Life, the processes of living and what it did to you, seemed to Devin to grow more painfully complex all through that fall and winter. Often he thought of Marra, arbitrarily cut off on the way to her maturity, to whatever she had been about to become. He missed her with a dull ache that could grow into something heavy and difficult at times. She would have been someone to talk to about such things. The others had their own concerns and he didn't want to burden them. He wondered about Alais bren Rovigo, if she would have understood these things he was wrestling with. He didn't think so; she had lived too sheltered, too secluded a life for such thoughts to trouble her. He dreamt of her one night though, an unexpectedly intense series of images. The next morning he rode beside Catriana in the lead cart, unwontedly quiet, stirred and unsettled by the nearness of her, the crimson fall of her hair in the pale winter landscape.

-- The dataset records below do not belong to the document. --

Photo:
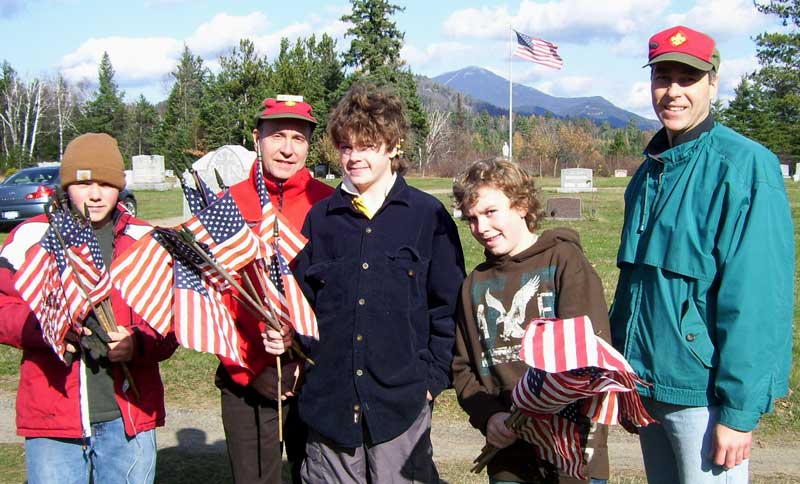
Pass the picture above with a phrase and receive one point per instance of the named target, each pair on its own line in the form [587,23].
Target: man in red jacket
[81,420]
[249,395]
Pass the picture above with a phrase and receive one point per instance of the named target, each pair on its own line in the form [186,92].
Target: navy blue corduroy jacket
[384,291]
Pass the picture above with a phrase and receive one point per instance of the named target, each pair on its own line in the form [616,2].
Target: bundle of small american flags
[575,379]
[175,277]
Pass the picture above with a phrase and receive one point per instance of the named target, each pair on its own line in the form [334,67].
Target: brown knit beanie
[93,157]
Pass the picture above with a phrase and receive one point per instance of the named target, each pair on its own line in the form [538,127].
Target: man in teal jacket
[703,308]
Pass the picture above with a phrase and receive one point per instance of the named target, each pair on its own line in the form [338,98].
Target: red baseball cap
[284,106]
[682,44]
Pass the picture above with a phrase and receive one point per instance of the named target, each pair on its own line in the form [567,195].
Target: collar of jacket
[659,148]
[341,200]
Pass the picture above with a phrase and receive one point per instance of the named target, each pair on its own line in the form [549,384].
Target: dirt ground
[201,430]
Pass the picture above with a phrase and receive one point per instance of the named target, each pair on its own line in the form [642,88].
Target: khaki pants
[408,458]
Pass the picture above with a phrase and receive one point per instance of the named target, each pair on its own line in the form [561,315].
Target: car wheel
[130,205]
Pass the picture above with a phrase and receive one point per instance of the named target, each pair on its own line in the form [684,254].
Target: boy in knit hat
[526,275]
[703,307]
[81,421]
[382,270]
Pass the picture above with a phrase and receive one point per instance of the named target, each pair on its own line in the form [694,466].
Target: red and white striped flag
[144,277]
[575,378]
[221,228]
[202,321]
[283,292]
[38,281]
[538,50]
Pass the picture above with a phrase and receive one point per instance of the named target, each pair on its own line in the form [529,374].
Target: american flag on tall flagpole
[575,379]
[538,50]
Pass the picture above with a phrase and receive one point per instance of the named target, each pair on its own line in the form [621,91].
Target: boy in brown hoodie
[525,275]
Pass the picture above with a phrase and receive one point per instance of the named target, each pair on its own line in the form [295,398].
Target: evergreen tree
[767,102]
[140,132]
[179,134]
[375,54]
[376,39]
[105,112]
[234,95]
[313,70]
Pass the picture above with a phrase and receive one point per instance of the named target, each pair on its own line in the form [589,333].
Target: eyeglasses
[347,150]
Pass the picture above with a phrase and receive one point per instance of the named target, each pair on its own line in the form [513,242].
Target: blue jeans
[678,448]
[108,456]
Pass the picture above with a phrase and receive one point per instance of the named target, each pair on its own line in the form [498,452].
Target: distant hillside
[483,90]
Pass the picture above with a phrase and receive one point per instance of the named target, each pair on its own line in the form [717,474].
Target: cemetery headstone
[576,180]
[232,162]
[148,173]
[563,208]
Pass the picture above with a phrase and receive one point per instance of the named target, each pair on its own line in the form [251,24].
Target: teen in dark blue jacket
[382,270]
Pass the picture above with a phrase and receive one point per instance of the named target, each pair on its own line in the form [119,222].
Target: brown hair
[369,115]
[505,176]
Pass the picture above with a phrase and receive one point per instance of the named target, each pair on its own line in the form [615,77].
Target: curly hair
[505,176]
[369,115]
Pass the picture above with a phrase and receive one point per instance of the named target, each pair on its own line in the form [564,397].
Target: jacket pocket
[406,279]
[696,336]
[328,287]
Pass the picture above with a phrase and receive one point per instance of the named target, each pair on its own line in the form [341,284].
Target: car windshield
[31,177]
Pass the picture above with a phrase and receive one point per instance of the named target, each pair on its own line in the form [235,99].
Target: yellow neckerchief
[360,203]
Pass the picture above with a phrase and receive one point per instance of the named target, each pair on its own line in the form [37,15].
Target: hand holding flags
[575,379]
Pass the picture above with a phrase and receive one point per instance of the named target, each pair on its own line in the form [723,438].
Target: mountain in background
[488,92]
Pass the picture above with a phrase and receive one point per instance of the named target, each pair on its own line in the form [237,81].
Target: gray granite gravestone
[563,208]
[576,180]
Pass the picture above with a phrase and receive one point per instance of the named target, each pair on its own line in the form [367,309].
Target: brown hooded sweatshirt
[552,278]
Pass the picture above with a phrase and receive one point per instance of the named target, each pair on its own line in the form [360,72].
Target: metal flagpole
[510,97]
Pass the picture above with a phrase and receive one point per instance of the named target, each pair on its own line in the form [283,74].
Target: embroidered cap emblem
[677,39]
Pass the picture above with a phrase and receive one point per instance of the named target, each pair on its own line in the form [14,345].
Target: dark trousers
[251,432]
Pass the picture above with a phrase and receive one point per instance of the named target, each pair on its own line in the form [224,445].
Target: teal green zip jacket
[703,307]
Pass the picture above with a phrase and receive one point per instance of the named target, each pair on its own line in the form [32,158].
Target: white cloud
[721,19]
[638,99]
[224,31]
[140,61]
[577,21]
[731,72]
[135,60]
[478,23]
[433,53]
[571,86]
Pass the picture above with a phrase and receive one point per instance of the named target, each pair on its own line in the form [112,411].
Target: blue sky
[603,42]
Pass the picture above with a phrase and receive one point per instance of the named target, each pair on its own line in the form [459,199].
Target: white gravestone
[148,173]
[232,162]
[576,180]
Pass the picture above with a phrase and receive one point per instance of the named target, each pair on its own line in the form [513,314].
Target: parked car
[27,192]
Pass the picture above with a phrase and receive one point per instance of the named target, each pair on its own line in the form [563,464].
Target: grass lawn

Sometimes he thought about the soldier in the Nievolene barn, who had lost a roll of dice and carried a jug of wine to a lonely place away from the singing, and had had his throat slit there while he slept. Had that soldier been born into the world only to become a rite of passage for Devin di Tigana?

That was a terrible thought. Eventually, mulling it over through the long, cold winter rides, Devin worked his way through to deciding it was untrue. The man had interacted with other people through his days. Had caused pleasure and sorrow, doubtless, and had surely known both things. The moment of his ending was not what denned his journey under Eanna's lights, or however that journey was named in the Empire of Barbadior.

It was difficult to sort out though. Had Stevan of Ygrath lived and died so that his father's grief might work the destruction of a small province and its people and their memories? Had Prince Valentin di Tigana been born only to swing the killing blade that caused this to happen? And what about his youngest son then?

And what about the youngest son of the Asolini farmer who had fled from Avalle when it became Stevanien? Truly, it was hard to puzzle through.

In Senzio one morning, with the first elusive hints of spring softening the northern air, Baerd had come back from the celebrated weapons market with a bright, beautifully balanced sword for Devin. There was a black jewel in the hilt. He offered no explanation, but Devin knew it had to do with what had happened in the Nievolene barn. The gift did nothing to answer any of his new questions, but it helped him nonetheless. Baerd began giving him lessons during their midday breaks on the road.

Devin worried about Baerd, in part because he knew that Alessan did.

His first impression in the cabin had been mostly wrong: a big, blond man, intimidatingly cool and competent. But Baerd was dark-haired and not actually large at all and, though his competence ran to such an astonishing number of things that it could still be intimidating after six months, he wasn't really cool. Only guarded, careful. Closed tightly around the kernel of the hurt he had lived with for a long time.